The 818-acre Tetlin River Fire south of Tok is now 25 percent contained and crews continued to increase mop-up depth around the fire on Thursday, according to the Alaska Division of Forestry.
Firefighters succeeded in getting a hose line put in around the entire fire perimeter and are pumping water from nearby lakes, ponds and streams to douse any hotspots that are found.
Crews continued to focus on removal of hazard trees along the Tetlin River corridor to facilitate navigation for firefighters and local residents in boats. Crews are also removing hazard trees along a main trail used by local residents during the winter.
There are a total of 334 personnel working on the fire as of Thursday, including 10 Alaska hand crews that are camped out around the perimeter of the fire cutting saw line and gridding for hotspots.
Conditions remain hot and dry in the Tok area, with similar conditions forecast for the next two days.
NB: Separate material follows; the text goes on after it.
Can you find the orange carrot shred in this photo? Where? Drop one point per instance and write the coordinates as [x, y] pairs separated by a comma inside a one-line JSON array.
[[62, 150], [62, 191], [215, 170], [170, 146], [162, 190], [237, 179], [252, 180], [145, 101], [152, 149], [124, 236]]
The fire has received no measurable precipitation since it started on June 17.
There are still pockets of unburned fuel in the interior of the fire that produce isolated tree torching and occasional columns of smoke are visible from the village.
The Tetlin River Fire started on Friday, June 17 and quickly advanced on the village driven by south winds. The fire came less than a mile from the village, which is located 16 miles off the Alaska Highway just south of Tok
The fire is believed to be human caused and is under investigation.